“Many of the key players in the early days of non-commercial radio were there,” Yurdin notes, “as well as most of the pioneers of commercial FM rock radio.”
The historic gathering of perhaps as many as 1,700 people took place “less than a year after Woodstock,” Yurdin continues, “and a month and a half after the shootings at Kent State.” In fact, Peter Wolf of the J. Geils Band described the event as an “elite Woodstock.” Yurdin had been involved with free form radio since its inception in 1963, working with Bob Fass at WBAI-FM in New York, and subsequently at KMPX and KSAN in San Francisco.
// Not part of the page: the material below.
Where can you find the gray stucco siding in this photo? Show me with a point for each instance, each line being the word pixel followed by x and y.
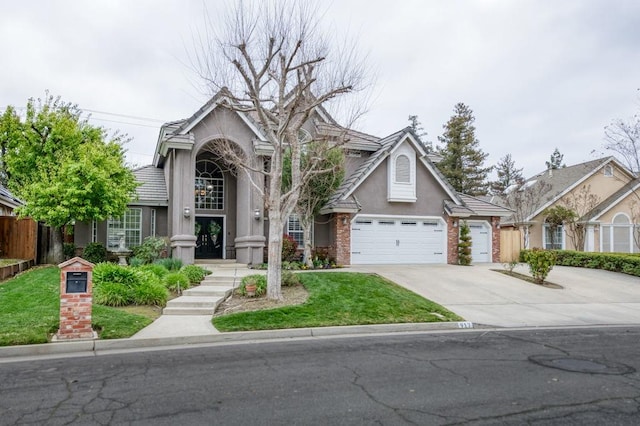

While teaching a course at Goddard on alternative media, he proposed to his students that they run the conference as a class project.
Out went invitations to alternative newspapers, alternative radio stations, underground comics producers, and video innovators to come to the Vermont campus. Interestingly, individuals from institutions that you wouldn’t think of as “alternative” helped with the planning, among them Augie Bloom, National Program Director for RCA records, Billboard magazine columnist Danny Goldberg, and an FM promotions director for Atlantic Records. This sort of pragmatism paid off. Atlantic donated three thousand dollars and three bands to the event: Cactus, the J. Geils Band, and Dr. John. The Hog Farm ran a campsite for the conference.
Goddard chartered a plane from San Francisco “with the understanding,” Yurdin explains, “that all of the people on board would be charged to completely cover the cost.” But a Berkeley student given the task of collecting the fares “told everyone that the flight was free, and refused to accept any money. Goddard ended up paying for the flight.”
The keynote speech was given out of doors by Ram Dass, who also gave a presentation on stress reduction and conflict resolution. Yurdin credits Ram Dass with “helped to bring the many different often clashing progressive agendas into greater harmony.”
His YouTube account concludes:
“The conference brought together many of the top counter cultural figures in the music, radio, broadcast news, and television industries, most of whom had never met prior to this event. The conference was crucial in establishing business, creative, and personal connections which continue to grow to this day.”
“The meeting brought together a range of alternative radio efforts, turning scattered individual efforts into a free form radio movement. While it was co-opted later in the seventies into progressive rock, then album-oriented rock, then classic rock, the spark that free form ignited helped redefine non-commercial radio and much of today’s web based audio streaming.”
Goddard’s alt media conferences continue to this day.